Un jour, c'était dans la grande rue du bourg de Beaumont, il y avait sur la place des faiseurs de tours, un homme, une femme, un petit garçon. Ils faisaient toutes sortes de singeries, ils portaient des épées sur le bout du nez, chargeaient d'une main sur leurs épaules des poutres que deux hommes avaient bien de la peine à soulever et faisaient d'autres exercices. Mais ce qu'ils montraient de plus drôle, c'était un coq qui traînait une poutre. On lui avait attaché la poutre à la patte et il se promenait gravement avec.

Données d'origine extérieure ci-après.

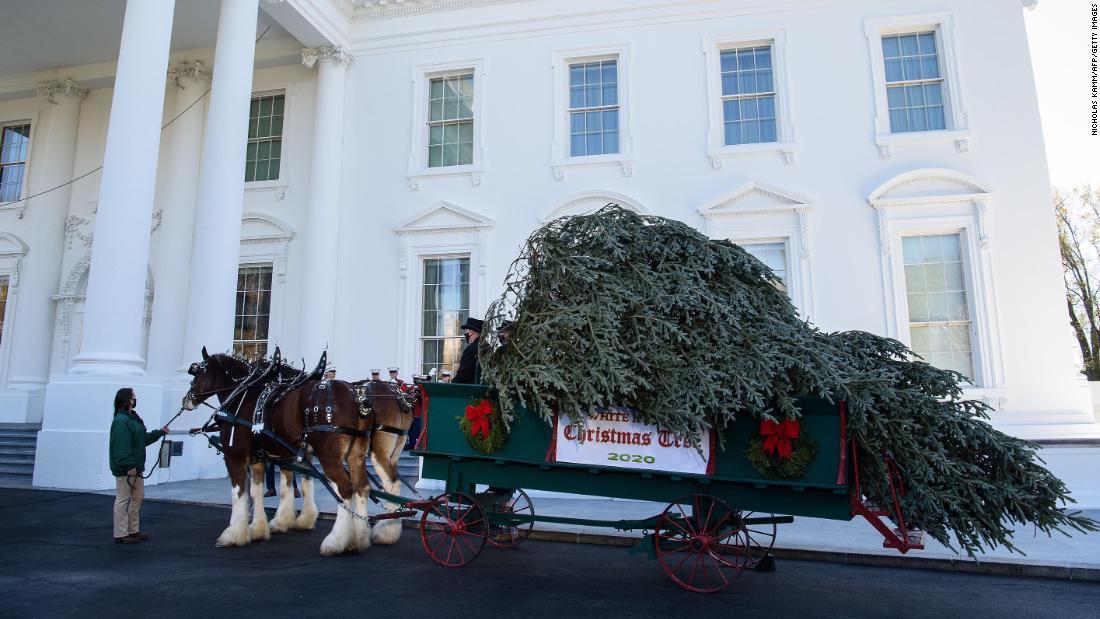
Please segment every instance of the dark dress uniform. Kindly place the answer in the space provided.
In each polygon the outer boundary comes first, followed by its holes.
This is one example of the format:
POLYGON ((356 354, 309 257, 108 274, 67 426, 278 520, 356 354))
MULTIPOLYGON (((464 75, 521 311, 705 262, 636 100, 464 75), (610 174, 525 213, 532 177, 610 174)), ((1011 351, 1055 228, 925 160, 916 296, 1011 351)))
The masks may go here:
MULTIPOLYGON (((481 334, 482 325, 484 323, 476 318, 468 318, 464 323, 462 323, 462 329, 469 329, 470 331, 476 331, 479 335, 481 334)), ((481 339, 479 336, 479 339, 481 339)), ((477 340, 466 344, 465 349, 462 349, 462 357, 459 360, 459 369, 454 373, 454 378, 451 383, 459 385, 473 385, 477 383, 480 378, 477 367, 477 340)))

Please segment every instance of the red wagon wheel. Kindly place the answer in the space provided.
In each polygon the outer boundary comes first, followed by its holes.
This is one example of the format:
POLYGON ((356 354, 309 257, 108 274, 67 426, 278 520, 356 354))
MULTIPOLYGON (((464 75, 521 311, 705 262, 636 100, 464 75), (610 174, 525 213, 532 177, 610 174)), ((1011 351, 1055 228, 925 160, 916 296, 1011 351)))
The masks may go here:
MULTIPOLYGON (((531 505, 531 497, 527 496, 520 488, 516 488, 512 497, 503 501, 497 511, 501 513, 518 513, 520 516, 535 516, 535 507, 531 505)), ((526 540, 535 528, 535 521, 510 527, 508 524, 496 524, 492 528, 488 544, 496 548, 516 548, 519 542, 526 540)))
POLYGON ((690 592, 721 592, 745 568, 739 513, 708 495, 670 504, 657 520, 653 544, 664 573, 690 592))
POLYGON ((460 567, 481 554, 488 538, 488 519, 481 504, 462 493, 431 500, 420 518, 420 542, 428 556, 447 567, 460 567))
POLYGON ((743 511, 740 513, 741 529, 744 530, 745 548, 741 553, 745 555, 745 567, 756 567, 761 561, 771 554, 771 546, 776 545, 776 532, 778 527, 774 513, 758 513, 756 511, 743 511))

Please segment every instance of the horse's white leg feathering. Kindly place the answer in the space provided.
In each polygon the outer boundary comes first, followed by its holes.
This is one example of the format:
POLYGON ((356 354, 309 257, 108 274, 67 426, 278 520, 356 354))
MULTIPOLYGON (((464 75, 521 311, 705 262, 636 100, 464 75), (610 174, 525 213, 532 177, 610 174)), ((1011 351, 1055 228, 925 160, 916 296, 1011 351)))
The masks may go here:
POLYGON ((249 495, 240 486, 232 487, 233 511, 229 516, 229 527, 222 531, 216 545, 243 546, 249 543, 249 495))
POLYGON ((293 476, 294 473, 279 469, 278 509, 275 510, 275 518, 272 519, 272 533, 285 533, 294 526, 294 490, 290 486, 293 476))
POLYGON ((314 498, 314 478, 301 478, 301 511, 294 521, 294 528, 299 531, 312 531, 317 524, 317 501, 314 498))

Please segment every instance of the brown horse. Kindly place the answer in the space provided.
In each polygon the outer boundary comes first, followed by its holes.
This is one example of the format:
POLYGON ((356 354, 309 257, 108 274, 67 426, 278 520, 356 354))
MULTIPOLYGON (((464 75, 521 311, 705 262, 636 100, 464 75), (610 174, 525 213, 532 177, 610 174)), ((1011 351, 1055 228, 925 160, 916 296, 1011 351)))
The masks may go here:
MULTIPOLYGON (((228 355, 206 355, 204 350, 204 363, 197 364, 195 368, 195 380, 191 391, 185 397, 184 406, 196 406, 201 394, 212 391, 216 385, 224 390, 227 383, 232 383, 234 377, 240 380, 242 369, 238 368, 235 374, 232 365, 223 363, 224 358, 232 360, 228 355), (211 361, 215 360, 215 361, 211 361), (226 368, 230 368, 227 371, 226 368), (220 374, 221 377, 211 377, 211 373, 220 374), (208 386, 209 385, 209 386, 208 386), (194 394, 194 395, 193 395, 194 394)), ((235 360, 234 360, 235 361, 235 360)), ((239 364, 241 362, 238 362, 239 364)), ((243 365, 243 364, 242 364, 243 365)), ((246 366, 245 366, 246 367, 246 366)), ((374 527, 366 521, 366 501, 370 498, 370 484, 366 475, 365 457, 367 454, 374 463, 375 469, 382 477, 385 490, 389 494, 398 494, 400 489, 400 478, 397 475, 397 458, 400 455, 400 447, 405 441, 403 432, 407 432, 411 423, 411 414, 403 411, 396 394, 383 383, 367 384, 360 387, 364 389, 364 407, 360 407, 356 401, 356 387, 342 380, 307 380, 295 389, 286 393, 274 406, 264 412, 263 427, 273 432, 278 439, 262 436, 258 439, 261 446, 266 454, 275 460, 289 460, 300 456, 302 461, 311 461, 316 455, 320 461, 321 472, 327 482, 327 486, 337 495, 337 500, 342 508, 337 511, 337 520, 324 541, 321 543, 321 554, 333 555, 344 552, 354 552, 366 549, 371 543, 393 544, 400 538, 400 521, 386 520, 374 527), (344 465, 348 465, 344 468, 344 465), (353 516, 359 515, 360 517, 353 516)), ((232 388, 232 387, 230 387, 232 388)), ((251 434, 248 427, 253 419, 255 401, 260 397, 262 386, 246 389, 248 397, 242 398, 241 408, 234 414, 243 423, 223 422, 220 428, 222 444, 234 433, 235 438, 242 434, 250 434, 250 441, 257 438, 251 434), (249 408, 251 407, 251 408, 249 408), (234 425, 235 428, 226 428, 234 425)), ((234 402, 229 402, 228 408, 234 408, 234 402)), ((241 443, 243 444, 243 443, 241 443)), ((245 450, 245 462, 252 456, 252 443, 245 450)), ((232 450, 238 450, 234 444, 232 450)), ((234 452, 234 454, 238 452, 234 452)), ((226 452, 227 469, 231 468, 230 452, 226 452)), ((237 466, 238 471, 243 471, 237 466)), ((255 505, 262 505, 262 484, 256 479, 261 478, 264 464, 252 465, 252 499, 255 505)), ((284 471, 280 482, 279 509, 272 521, 271 530, 275 532, 285 531, 292 526, 293 499, 289 498, 290 473, 284 471)), ((243 475, 238 474, 243 479, 243 475)), ((234 513, 238 506, 238 497, 242 505, 242 515, 239 517, 243 523, 246 518, 248 506, 244 502, 243 483, 234 479, 233 472, 230 471, 230 479, 234 487, 234 513)), ((309 479, 304 483, 304 490, 308 491, 309 479)), ((311 490, 311 488, 309 488, 311 490)), ((317 510, 312 506, 311 493, 307 495, 307 505, 302 513, 294 520, 295 528, 312 528, 316 521, 317 510), (311 511, 307 511, 311 508, 311 511)), ((391 509, 397 506, 388 505, 391 509)), ((263 509, 253 510, 253 526, 250 531, 252 539, 256 532, 266 530, 265 516, 263 509), (260 516, 256 516, 256 512, 260 516)), ((230 528, 227 533, 233 530, 231 518, 230 528)), ((243 524, 238 524, 239 532, 243 524)), ((226 537, 226 533, 222 534, 226 537)), ((230 533, 230 541, 239 540, 239 534, 230 533)), ((266 539, 266 538, 265 538, 266 539)), ((219 543, 222 540, 219 539, 219 543)), ((244 542, 246 543, 246 541, 244 542)), ((239 544, 237 544, 239 545, 239 544)))
MULTIPOLYGON (((227 412, 239 414, 251 421, 252 412, 255 409, 260 389, 263 385, 245 389, 238 394, 234 401, 227 402, 227 398, 250 377, 253 367, 244 361, 227 354, 210 355, 206 347, 202 347, 202 362, 193 364, 190 373, 194 375, 190 389, 184 396, 184 408, 194 410, 210 396, 217 396, 219 404, 227 412)), ((280 367, 278 372, 290 375, 293 368, 280 367)), ((290 376, 283 376, 289 378, 290 376)), ((271 539, 272 531, 276 533, 286 532, 288 529, 310 530, 317 522, 317 504, 314 500, 312 479, 302 479, 302 508, 297 517, 294 515, 294 498, 288 491, 293 472, 282 471, 279 479, 279 506, 275 512, 275 518, 268 527, 267 513, 263 509, 263 478, 265 464, 253 462, 253 434, 251 429, 241 424, 227 423, 215 420, 215 425, 219 432, 220 449, 222 458, 226 462, 226 472, 229 474, 232 512, 229 519, 229 527, 219 535, 217 545, 219 546, 241 546, 252 541, 271 539), (250 474, 251 473, 251 480, 250 474), (249 523, 249 498, 252 498, 252 522, 249 523)))

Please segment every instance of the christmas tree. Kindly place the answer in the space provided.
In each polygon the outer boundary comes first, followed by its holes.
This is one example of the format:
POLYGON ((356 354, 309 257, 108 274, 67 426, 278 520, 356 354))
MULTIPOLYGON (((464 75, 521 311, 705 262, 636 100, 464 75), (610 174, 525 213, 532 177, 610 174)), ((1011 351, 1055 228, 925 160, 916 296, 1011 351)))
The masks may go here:
POLYGON ((735 418, 798 418, 798 396, 844 400, 862 489, 890 505, 886 454, 912 527, 968 553, 1011 543, 1012 523, 1096 530, 1059 505, 1036 446, 994 430, 958 373, 864 332, 804 322, 774 274, 739 246, 609 205, 537 230, 486 313, 483 375, 517 405, 584 419, 624 406, 682 436, 735 418), (498 349, 501 325, 508 345, 498 349))

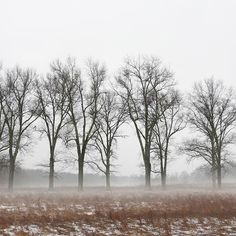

Tout Beaumont était là, et chacun se récriait. Marie Toulorge s'approcha comme les autres. Elle venait de ramasser, le long du chemin, de l'herbe pour donner à sa vache, car vous savez qu'elle n'est pas riche, et pour nourrir sa vache elle ramasse de l'herbe partout où elle en trouve ; elle en avait plein son devantet. Elle voit tout le monde rassemblé et qui se récrie : "Une belle affaire ! Voilà des gens bien étonnés de rien. Un coq qui traîne un fétu !"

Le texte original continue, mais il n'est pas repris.